Rue20 Español/Rabat
En una crónica publicada el 3 de junio en el diario Le360, el exembajador de Francia en Argelia, Xavier Driencourt, analiza el conflicto diplomático en curso entre ambos países. El texto, titulado Bruno Retailleau, la politique et la crise franco-algérienne, es una lectura política de fondo sobre el papel que Argelia juega (y acepta jugar) dentro de la política interna francesa.
Driencourt se apoya en una figura: Bruno Retailleau, recién elegido al frente del partido gaullista «Les Républicains». Retailleau encarna, según el autor, una «línea de firmeza» contra Argel. Desde su puesto como ministro del Interior, ha promovido medidas de control migratorio que han provocado el rechazo oficial de Argelia. Estas medidas incluyen expulsiones, restricciones diplomáticas y la suspensión del acuerdo de 2013 sobre pasaportes diplomáticos argelinos.
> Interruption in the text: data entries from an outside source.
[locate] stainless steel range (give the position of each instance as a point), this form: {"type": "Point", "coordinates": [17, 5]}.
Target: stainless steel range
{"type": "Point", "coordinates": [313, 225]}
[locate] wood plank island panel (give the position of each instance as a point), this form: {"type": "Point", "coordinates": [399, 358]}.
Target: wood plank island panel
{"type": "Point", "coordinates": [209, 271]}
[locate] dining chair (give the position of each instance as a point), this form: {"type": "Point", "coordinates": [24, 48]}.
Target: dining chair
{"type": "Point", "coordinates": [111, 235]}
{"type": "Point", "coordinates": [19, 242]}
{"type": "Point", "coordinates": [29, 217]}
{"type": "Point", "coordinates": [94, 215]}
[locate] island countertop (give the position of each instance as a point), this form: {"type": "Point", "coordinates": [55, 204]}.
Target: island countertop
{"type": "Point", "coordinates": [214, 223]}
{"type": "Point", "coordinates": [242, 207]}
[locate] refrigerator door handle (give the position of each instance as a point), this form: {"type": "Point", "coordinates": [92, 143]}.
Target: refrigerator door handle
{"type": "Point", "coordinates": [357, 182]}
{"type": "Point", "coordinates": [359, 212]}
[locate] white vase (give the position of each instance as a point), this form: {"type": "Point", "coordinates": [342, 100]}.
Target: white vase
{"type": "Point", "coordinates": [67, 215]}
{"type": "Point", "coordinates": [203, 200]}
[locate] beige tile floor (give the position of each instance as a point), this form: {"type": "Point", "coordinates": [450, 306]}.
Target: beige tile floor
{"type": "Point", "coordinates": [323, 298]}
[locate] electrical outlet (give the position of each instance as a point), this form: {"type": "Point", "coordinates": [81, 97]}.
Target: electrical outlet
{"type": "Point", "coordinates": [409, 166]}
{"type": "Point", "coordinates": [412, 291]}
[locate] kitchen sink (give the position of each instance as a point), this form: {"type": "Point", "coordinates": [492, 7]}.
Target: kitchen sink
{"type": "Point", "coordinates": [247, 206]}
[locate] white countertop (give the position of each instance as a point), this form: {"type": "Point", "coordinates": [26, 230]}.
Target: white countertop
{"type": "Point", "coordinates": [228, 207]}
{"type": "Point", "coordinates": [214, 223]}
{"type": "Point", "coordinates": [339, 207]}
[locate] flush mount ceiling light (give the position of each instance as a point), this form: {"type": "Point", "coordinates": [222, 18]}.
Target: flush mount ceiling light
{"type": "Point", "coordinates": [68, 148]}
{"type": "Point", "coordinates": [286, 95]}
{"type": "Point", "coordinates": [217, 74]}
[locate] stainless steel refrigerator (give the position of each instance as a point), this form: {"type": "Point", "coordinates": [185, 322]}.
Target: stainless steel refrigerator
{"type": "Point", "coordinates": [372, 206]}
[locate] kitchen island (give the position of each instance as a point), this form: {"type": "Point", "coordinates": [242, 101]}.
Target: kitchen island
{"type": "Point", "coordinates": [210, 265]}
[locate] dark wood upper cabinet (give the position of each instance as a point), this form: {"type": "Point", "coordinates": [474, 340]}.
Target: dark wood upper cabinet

Según Driencourt, la reacción del gobierno argelino ha sido de bloqueo y represalia, pero el efecto final ha sido autoinfligido: «Argelia penaliza a sus propios nacionales, tanto a los que viven en el país como a los que residen en Francia». Más adelante, añade: «El poder argelino se encierra en un aislamiento altivo y una actitud agresiva». Esto, dice, daña la imagen internacional del país, especialmente entre la opinión pública francesa. «Pregunten a los franceses —escribe—, obtendrán pocas respuestas favorables hacia Argelia y los argelinos».
Pero lo central del artículo es una idea más inquietante: Argelia ha llegado a convertirse en actor interno de la política francesa. En palabras del autor: «Argelia se convierte en un actor de la política francesa». Como en los tiempos de la IV República, aunque con medios diferentes, la cuestión argelina ha vuelto a permear el campo político nacional. Esta vez no por el peso de los colonos, sino por la gestión de los flujos migratorios, las tensiones culturales y las redes de influencia que el aparato de seguridad francés atribuye a Argelia.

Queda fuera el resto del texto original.